Today things are seriously different: we have the coronavirus crisis on top of the debt overhang from the 2008 crash. The idea that the way to deal with it is to continue the fiscal policies of the Tories is delusional because it is based on false economics. And the crisis is now so much worse that these policies are no longer even feasible.

What about borrowing?

The stock response to any demand for Government spending is to point out that Government borrowing is sky high. There are several responses to this: it is not so high really once you put it in context; it does not matter anyway because the Government is not like a household with a credit card; Government spending does not increase the debt burden but reduces it if there are unemployed resources; the Left needs to have a serious debate on the ideas of Modern Monetary Theory.

First, the national debt increased from 41 percent of national income (as measured by GDP) in 2007 before the 2008 crash to about 83 percent by 2020, after the banking bailout, recession and following Osborne’s long austerity programme. This is not high by historical standards – remember that after WW2 it exceeded 240 percent. It is predicted to rise next year to 115 percent of national income, an almost unprecedented increase. Surely this is unsustainable?

But hang on a minute. What exactly counts as debt? Borrowing is a burden if the interest payments are high, or it has to be repaid.

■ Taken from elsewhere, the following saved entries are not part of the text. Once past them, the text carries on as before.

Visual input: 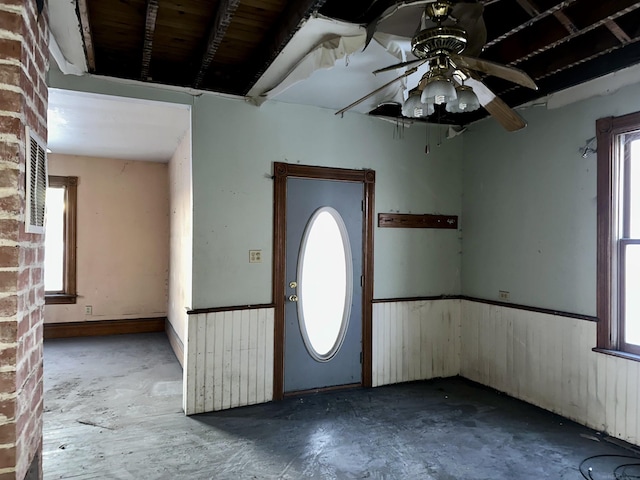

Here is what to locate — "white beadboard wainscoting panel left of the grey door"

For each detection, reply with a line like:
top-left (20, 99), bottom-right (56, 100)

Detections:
top-left (183, 306), bottom-right (274, 415)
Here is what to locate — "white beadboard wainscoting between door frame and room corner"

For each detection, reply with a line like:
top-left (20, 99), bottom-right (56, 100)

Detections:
top-left (372, 298), bottom-right (460, 387)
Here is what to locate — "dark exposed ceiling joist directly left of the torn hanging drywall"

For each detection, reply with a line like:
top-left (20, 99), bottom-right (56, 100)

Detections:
top-left (243, 0), bottom-right (326, 95)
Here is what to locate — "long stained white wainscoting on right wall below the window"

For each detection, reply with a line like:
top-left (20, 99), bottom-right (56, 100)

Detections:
top-left (460, 300), bottom-right (640, 445)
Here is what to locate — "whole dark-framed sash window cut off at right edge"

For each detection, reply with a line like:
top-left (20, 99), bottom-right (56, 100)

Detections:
top-left (596, 113), bottom-right (640, 360)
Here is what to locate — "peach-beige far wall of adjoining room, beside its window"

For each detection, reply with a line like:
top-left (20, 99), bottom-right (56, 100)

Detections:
top-left (45, 154), bottom-right (169, 323)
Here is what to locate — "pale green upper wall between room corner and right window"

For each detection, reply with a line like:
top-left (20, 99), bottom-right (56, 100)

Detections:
top-left (462, 85), bottom-right (640, 315)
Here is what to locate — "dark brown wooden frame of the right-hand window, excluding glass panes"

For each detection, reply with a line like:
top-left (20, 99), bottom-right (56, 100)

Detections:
top-left (594, 112), bottom-right (640, 361)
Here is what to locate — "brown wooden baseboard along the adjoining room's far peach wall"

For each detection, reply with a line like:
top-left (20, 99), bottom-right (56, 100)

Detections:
top-left (43, 317), bottom-right (167, 340)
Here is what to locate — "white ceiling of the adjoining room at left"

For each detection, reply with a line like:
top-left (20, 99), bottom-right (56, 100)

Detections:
top-left (48, 88), bottom-right (191, 162)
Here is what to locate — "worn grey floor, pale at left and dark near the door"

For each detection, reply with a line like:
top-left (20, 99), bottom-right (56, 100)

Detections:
top-left (43, 334), bottom-right (640, 480)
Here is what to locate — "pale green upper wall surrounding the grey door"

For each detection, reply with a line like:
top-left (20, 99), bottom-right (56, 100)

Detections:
top-left (193, 96), bottom-right (462, 308)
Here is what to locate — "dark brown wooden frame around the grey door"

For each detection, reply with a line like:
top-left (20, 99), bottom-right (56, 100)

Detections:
top-left (272, 162), bottom-right (376, 400)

In fact the UK government has never had any difficulty in borrowing so paying off the debt is not an urgent priority, and interest rates have never been lower, so debt is cheap and not a burden on the taxpayer.

But even more significant is the fact that the extra £300 billion it has raised this year is effectively borrowed from the Bank of England – Government-owned – through the so-called Quantitative Easing programme. This is on top of the £645 billion already outstanding. So it turns out that about a third of the national debt should not be counted since the Government owes it to itself!

Second, the way to bring the level of debt down is by growing the economy. In current circumstances where there is spare capacity a fiscal stimulus package that allows people a decent standard of living will do that.

Third, the Labour party needs to engage with the ideas of Modern Monetary Theory. They could start by reading the new best seller by Bernie Sanders’ economic adviser, Stephanie Kelton, The Deficit Myth.